129号<平成29年8月23日配信>
【巻頭文】
太陽光線が燦々と降り注ぐ8月。この時期にマスメディアを賑わせるのは高校野球と戦争体験者の話。甲子園では、連日熱戦が繰り広げられている一方、戦争体験については、戦後72年を経た今、体験そのものとは別に「どう語り継ぐか。」という問題をとりあげたニュースが増えてきたように思います。
かくいう私も「(若手?)戦争語り部(戦争体験者ではない)」の一人として、鳥取の戦争遺構等の案内をしたり、東南アジアや太平洋各地に遺る戦跡を訪れたりしながら見聞を広めています。
鳥取市歴史博物館(やまびこ館)では、この夏から来年度にかけて、『占領期の鳥取を学ぶ会』という名の講座が開かれています。
戦後日本では、ポツダム宣言執行のために、GHQ(連合国最高司令官司令部)が占領政策を進めており、昭和27年4月のサンフランシスコ講和条約まで、日本を実質支配し、各地に支局が設置されていました。鳥取県には、イギリス連邦占領軍が派遣され、この時期に起こったできごとや社会の状況を、東京の司令部に月に2回報告していたようです。そのときの英文資料がこの講座の教材となっています。
この報告書には、行政行動、住宅、闇市場、公共福祉、製造業、漁業、林業、労働などの民事行政の項目や、政治活動、伝染病、占領軍と日本国民の関係性、不法入国と密輸、公衆衛生、教育などの項目が、各分野別に記載されています。
以前、当時の様子をよく知る年配の方から、鳥取での占領政策は比較的穏健に行われていたとの話を聞いたことがあります。「立派な髭をピンと伸ばしたインド兵(当時、インドは英国の植民地であった。)に、チューインガムをもらった。」「占領軍が使っていた宿舎が開放され、見学に行った。」などです。
しかし、この資料を読むと、中には占領軍兵士による「強姦事件が発生」や「交通事故により子どもが2人死亡」、「飲食店で飲酒を断られたため器物破損」などの記述も見られます。占領下には、相応の抑圧や人権侵害が発生していたことが伺えます。

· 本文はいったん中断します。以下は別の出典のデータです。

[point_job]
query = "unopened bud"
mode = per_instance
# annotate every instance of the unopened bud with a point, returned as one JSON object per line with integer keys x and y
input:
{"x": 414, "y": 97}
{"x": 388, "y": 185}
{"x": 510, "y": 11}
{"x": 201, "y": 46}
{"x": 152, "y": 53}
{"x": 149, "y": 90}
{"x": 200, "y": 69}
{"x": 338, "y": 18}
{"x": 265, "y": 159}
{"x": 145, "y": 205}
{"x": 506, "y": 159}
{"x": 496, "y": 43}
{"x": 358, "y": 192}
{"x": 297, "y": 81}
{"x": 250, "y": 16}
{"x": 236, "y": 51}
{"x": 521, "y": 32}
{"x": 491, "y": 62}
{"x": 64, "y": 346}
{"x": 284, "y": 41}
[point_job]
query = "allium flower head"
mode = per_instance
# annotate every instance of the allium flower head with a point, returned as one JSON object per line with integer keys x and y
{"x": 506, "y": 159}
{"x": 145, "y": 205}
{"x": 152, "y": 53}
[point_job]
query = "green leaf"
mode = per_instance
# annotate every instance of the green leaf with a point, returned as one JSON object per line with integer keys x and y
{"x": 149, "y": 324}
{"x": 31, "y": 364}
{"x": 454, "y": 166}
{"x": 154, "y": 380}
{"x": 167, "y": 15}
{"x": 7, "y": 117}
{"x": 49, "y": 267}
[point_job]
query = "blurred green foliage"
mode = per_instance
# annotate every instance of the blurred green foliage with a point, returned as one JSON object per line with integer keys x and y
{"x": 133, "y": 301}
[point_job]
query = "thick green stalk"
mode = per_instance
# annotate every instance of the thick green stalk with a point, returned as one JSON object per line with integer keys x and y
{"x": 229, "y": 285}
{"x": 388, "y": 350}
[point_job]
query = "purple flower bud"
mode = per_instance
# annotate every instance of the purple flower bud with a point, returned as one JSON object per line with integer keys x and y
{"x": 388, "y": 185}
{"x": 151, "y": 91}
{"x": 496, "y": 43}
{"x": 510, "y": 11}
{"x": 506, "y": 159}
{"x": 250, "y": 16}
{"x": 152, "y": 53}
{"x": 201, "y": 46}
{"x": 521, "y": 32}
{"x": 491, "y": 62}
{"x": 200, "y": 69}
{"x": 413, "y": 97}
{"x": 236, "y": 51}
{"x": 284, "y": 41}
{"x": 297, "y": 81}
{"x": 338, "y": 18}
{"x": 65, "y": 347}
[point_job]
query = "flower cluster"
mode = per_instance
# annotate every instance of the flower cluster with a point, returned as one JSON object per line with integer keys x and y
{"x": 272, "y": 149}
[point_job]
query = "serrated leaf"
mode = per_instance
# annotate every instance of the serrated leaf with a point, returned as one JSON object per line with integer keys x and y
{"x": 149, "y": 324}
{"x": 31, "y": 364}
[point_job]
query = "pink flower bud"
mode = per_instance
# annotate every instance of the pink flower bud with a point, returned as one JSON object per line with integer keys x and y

今後、講座が進んでいく中で、報告書に記されているさまざまなことがらが明らかにされていきます。
鳥取や日本のことに限りませんが、戦時下の状況ばかりでなく、「占領下の人々や人権」についても、関心を高めつつ、取り組んでいきたいと思います。
===================================
【ふらっと便り】
ふらっと交流スペース展示では、『手話言語条例』パネル展を開催します。
鳥取県では、2013年10月に『手話言語条例』を全国に先駆けて施行しました。手話は、ろう者とろう者以外の者がつながることのできる、大切な言語です。
『手話言語条例』がなぜ必要なのかを考えてみませんか?
●『手話言語条例パネル展』
展示期間:平成29年9月2日(土)~9月30日(土)
===================================
【つれづれ日記】 ハンドルネーム:サムゲタン
母とは、どうも好みが違っているなと感じることが多々ある。特に感じるのは「食」の好みで、1つのものを一緒に美味しいと共感し合ったことは数少ない。
だからといって、いがみ合うことは殆どなく、お菓子を分ける時も「好みがかぶらなくて好都合」と、お互い仲良く好きなのを選び取ったりしている。
違いを理解し、共存できていると満足しているのだけれど、夕飯のおかず配膳の時に「これが美味しくなさそう」と私の方に分配してくる母の行為には、多少の引っ掛かりを感じる今日この頃である。